My friends, we think of love primarily as a feeling. It’s an internal feeling we have about someone, and it takes two common forms. There’s erotic love – that which is sexually charged. That’s the kind you read in Harlequin romances, or perhaps in the Hebrew Bible stories like Song of Solomon, Kings, Chronicles, Esther, and the list goes on. (Parents, if you see your child picking up the Bible after this sermon, it’s not a bad thing!)

But there is a second kind of love, which is a deep emotional attachment.  Perhaps we see it most easily in the love that parents have for their children. Eroticism isn’t present, but there are deep feelings of concern and deep emotional attachments. As parents, we never stop worrying about our children, even when we are old and they begin to worry about us. These deep emotions may also exist towards our own parents, and to a few dear friends.

So in the common English of today, I love my husband, and I love Zak, but I don’t love ____ here in the pew. There is nothing personal about this ____; I like you, I respect you, and I value you, but I don’t have the same feelings for you that I have for Brian. You may indeed be pleased about this!

When we read, “You shall love the Lord your God with all your heart, and with all your soul, and with all your mind” using the English of today, it is telling us to love God like I love Brian. That’s where we can get hung up. It’s not going to happen for me. I am not married to God, to start with.

But in the culture of Jesus, the word used for love in today’s verse (ἀγάπη) had a different connotation. It was not an internal feeling, but rather what you did.

Let me say that again: Love is, first of all, what we do, not what we feel. 

You see, in the Christian sense, we are all family. I am obliged to look after all of God’s creation and help them if they are in trouble. I am obliged to help ____ here in the pew, to watch his back. I might not like ____ at all, but that doesn’t matter. In a healthy Christian society, I will look after him anyway. I am attached to him as family, by my connection to the group, and it has nothing to do with feelings.

THAT is the ἀγάπη love of the New Testament. Who am I attached to? Who am I devoted to? I am totally attached and devoted to God, so I will do what is appropriate. I will do what this family relationship requires of me, and I will do it to the best of my ability. THAT is loving the Lord with all my heart, and with all my soul, and with all my mind.

Jesus said there was a second commandment like this one… You shall love your neighbor as yourself. I don’t have feelings for ____ but he is my neighbor, and so I will treat him with the same care and concern I show myself. The story of the Good Samaritan teaches us that whoever we meet is our neighbor. So I will relate to him with the best respect and the best care I can manage. I’ll never be all gooey and soft inside about him, though…

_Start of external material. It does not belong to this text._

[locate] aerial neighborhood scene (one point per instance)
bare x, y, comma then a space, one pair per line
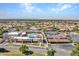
39, 29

Except… that when we devote ourselves, when we seek to fulfill our obligations of compassion towards others, we are changed as we do it. There is a kind of fondness that grows, a new appreciation of a person, and even a new appreciation of God.

In loving God and watching how God loves what God has created, we get a unique sense of God’s heart and character, and Jesus tells us that we are to love in the same way. We WILL fall short. We will constantly have to remind ourselves to love, because it isn’t easy work. But being able to look at a neighbor, even one who has perpetrated great evil, and being able to say, I see the image of God at work in that person – perhaps taken over by evil – that is the intense ἀγάπη love that we are called to practice day in and day out. And in doing so, we can align what we do as stewards of God’s creation with God’s commands and priorities. Thanks be to God.